É verificada a Paridade (Nova implementação em estudo.)

RX_DESTADD

Corresponde a mais um nibble no endereço do microcontrolador.
É comparada com a ADDRESS definida no inicio (através da P1 (Porta 1 do microcontrolador) - Para implementação de um Switch por ex. ).
Caso RX_DESTADD seja diferente de ADDRESS a flag de erro (ERROR.2) passa ao nível lógico 1 (um).
Também neste byte é verificada a paridade.

RX_MESSAGE e RX_DATA

Neste byte (RX_MESSAGE), está definido o que se quer que o microcontrolador faça. Os seus bits representam o seguinte :

Bit 0 -> Quando activo executa : setb RX_DATA ,e.g. Activa o bit cujo endereço é definido pelo RX_DATA.
Bit 1 -> Quando activo executa : clr RX_DATA ,e.g. Desactiva o bit cujo endereço é definido pelo RX_DATA.
Bit 2 -> Redireccionado no Programa . Reservado para futuras implementações.
Bit 3 -> Quando activo executa : mov P1,RX_DATA, e.g. Escreve na porta 1 o valor de RX_DATA
Bit 4 -> Não existe redireccionamento no programa. Reservado para futuras implementações.
Bit 5 -> Não existe redireccionamento no programa. Reservado para futuras implementações.
Bit 6 -> Não existe redireccionamento no programa. Reservado para futuras implementações.
Bit 7 -> Não existe redireccionamento no programa. Reservado para futuras implementações.

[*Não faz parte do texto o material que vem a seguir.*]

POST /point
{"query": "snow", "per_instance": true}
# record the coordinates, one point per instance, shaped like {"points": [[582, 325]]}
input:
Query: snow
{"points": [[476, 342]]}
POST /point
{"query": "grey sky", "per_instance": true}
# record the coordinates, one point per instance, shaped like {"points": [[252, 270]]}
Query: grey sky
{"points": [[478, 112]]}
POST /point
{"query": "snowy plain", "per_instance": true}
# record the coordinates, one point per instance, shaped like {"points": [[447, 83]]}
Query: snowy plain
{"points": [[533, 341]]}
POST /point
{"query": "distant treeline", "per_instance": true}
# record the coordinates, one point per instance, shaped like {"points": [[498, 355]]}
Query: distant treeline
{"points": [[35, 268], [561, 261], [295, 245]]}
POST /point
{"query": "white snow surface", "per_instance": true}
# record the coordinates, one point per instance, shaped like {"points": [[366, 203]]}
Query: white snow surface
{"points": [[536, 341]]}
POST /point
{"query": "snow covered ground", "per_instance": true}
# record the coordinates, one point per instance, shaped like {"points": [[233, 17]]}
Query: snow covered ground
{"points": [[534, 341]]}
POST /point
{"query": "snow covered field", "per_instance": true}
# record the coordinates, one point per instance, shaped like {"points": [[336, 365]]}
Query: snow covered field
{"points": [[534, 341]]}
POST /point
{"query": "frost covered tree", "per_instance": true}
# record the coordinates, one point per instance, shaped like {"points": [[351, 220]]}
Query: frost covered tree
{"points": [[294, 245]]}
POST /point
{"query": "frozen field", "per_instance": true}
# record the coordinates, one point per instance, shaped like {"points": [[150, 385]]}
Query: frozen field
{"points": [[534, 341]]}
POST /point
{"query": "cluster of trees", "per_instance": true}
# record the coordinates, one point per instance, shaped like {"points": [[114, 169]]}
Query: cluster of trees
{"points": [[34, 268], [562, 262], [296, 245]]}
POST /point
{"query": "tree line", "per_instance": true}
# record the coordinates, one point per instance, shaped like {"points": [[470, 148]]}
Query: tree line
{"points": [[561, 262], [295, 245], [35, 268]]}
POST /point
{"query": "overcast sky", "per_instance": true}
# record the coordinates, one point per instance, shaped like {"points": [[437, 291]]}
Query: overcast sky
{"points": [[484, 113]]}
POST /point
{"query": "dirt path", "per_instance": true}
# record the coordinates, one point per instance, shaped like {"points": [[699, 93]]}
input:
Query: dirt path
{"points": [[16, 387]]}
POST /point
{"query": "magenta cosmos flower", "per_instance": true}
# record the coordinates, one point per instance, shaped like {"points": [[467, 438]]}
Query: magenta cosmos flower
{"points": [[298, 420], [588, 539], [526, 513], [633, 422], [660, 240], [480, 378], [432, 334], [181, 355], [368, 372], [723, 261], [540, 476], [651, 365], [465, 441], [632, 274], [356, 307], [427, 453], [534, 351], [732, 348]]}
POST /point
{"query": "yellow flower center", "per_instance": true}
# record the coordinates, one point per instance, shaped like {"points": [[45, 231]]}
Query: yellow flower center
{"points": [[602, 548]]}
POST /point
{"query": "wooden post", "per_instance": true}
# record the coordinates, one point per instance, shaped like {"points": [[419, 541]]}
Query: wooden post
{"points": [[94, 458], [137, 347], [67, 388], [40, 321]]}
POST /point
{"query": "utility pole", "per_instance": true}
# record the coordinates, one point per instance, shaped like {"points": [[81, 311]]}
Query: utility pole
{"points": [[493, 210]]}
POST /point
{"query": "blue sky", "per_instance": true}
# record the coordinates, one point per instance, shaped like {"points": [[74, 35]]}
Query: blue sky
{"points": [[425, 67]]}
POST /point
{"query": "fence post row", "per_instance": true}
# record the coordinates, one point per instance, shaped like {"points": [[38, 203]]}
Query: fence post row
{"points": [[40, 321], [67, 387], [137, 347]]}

Se for um dos Bits não redireccionados que esteja activado, o Bit de Erro (ERROR.7) fica a 1.

RX_PARITY

Recebe o Byte de Paridade de forma a que se possa verificar se a transmissão foi correcta de forma a que, se necessária, exista uma retransmissão.

Os seus bits representam o seguinte:
Bit Deve ser igual ao: Contém a Paridade de :
RX_PARITY.0 PARITY.0 (=0) Não Implementado (=0)
RX_PARITY.1 PARITY.1 RX_DATA
RX_PARITY.2 PARITY.2 RX_MESSAGE
RX_PARITY.3 PARITY.3 RX_DESTADD
RX_PARITY.4 PARITY.4 RX_SOURCEADD
RX_PARITY.5 PARITY.5 RX_CTRL
RX_PARITY.6 PARITY.6 RX_H_HOMEADD
RX_PARITY.7 PARITY.7 RX_L_HOMEADD

Se a Paridade for diferente daquela que o servidor emitiu então a flag de erro (ERROR.3) fica com o nível lógico 1 (um).

TX_PREAMBLE

-> Ver RX_PREAMBLE .

TX_L_HEADER e TX_H_HEADER

Estes dois bytes ( o low e o high ) enviados pelo microcontrolador, representam o servidor que se deseja endereçar.
No microcontrolador, esse endereço está definido como duas equates (TX_L_HEADER e TX_H_HEADER.
O servidor pode então reconhecer que é ele o endereçado e receber então o resto do Acknoledge.

PARITY

Nesta altura o microcontrolador manda o byte de Paridade de forma a que o servidor reconheça que todos os bytes foram correctamente recebidos.
Para ver a que cada bit do byte de paridade corresponde, ver o byte RX_PARITY .

Outros Registos (Bytes) Utilizados no Programa.

ERROR

SER_DAT

Este byte contém o byte recebido pela interrupção serial (MOV SER_DAT,SBUF).